Delayed timeline and new oversight bodies
First Deputy Chancellor Danielle Giunta announced at a City Council hearing in June that the final AI guidance, originally due that month, would be pushed to later this summer. Officials have not yet released the public comments but told council members they would do so.
The Panel for Educational Policy formed a task force on technology and artificial intelligence in June 2026, co-led by PEP member Naveed Hassan. Separately, the New York State comptroller recently flagged the lack of tracking for school-level software purchases as a serious concern. DOE officials have since surveyed schools about which software products they use.
Impact on school budgets and planning
Principals say the July directive lands after budgets and intervention plans for the coming year are already built.
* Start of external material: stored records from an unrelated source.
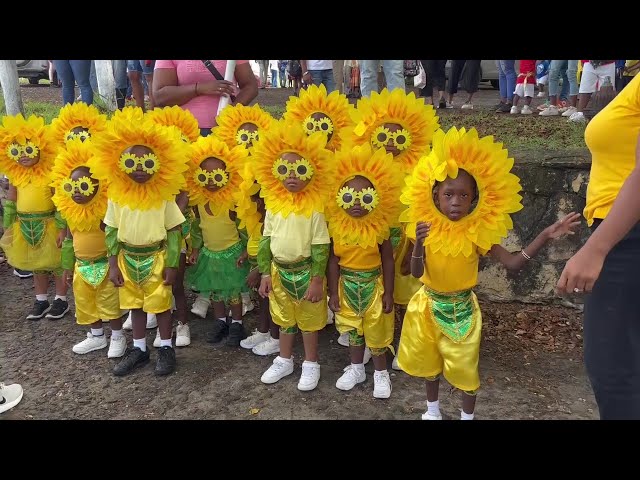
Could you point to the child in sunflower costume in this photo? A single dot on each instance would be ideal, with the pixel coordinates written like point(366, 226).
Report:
point(294, 171)
point(404, 126)
point(82, 201)
point(219, 252)
point(184, 121)
point(34, 231)
point(251, 210)
point(144, 166)
point(239, 125)
point(460, 198)
point(361, 269)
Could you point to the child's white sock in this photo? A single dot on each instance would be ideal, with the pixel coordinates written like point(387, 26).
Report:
point(433, 408)
point(97, 332)
point(466, 416)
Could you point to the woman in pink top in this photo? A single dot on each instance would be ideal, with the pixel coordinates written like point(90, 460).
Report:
point(190, 85)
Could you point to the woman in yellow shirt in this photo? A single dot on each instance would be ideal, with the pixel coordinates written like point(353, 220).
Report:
point(607, 265)
point(467, 206)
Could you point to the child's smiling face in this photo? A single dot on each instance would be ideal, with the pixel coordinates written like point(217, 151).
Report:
point(454, 196)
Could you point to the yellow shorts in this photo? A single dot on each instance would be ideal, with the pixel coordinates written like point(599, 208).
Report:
point(152, 295)
point(425, 351)
point(374, 324)
point(95, 303)
point(288, 312)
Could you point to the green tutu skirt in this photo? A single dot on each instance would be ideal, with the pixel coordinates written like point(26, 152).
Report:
point(218, 273)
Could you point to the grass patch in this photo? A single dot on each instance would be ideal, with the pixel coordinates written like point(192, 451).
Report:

A principal contacted by Chalkbeat said changing direction in mid-summer complicates planning that was well underway.
The freeze may also affect software schools have used for years. Schools typically must submit new purchase orders annually even for existing programs, which could bring those renewals under the purchasing pause and central review.
Before any AI tool can be deployed in a city school with student data, it must pass through the DOE's Enterprise Request Management Application, or ERMA, review for data privacy and security compliance, according to the department's published guidance.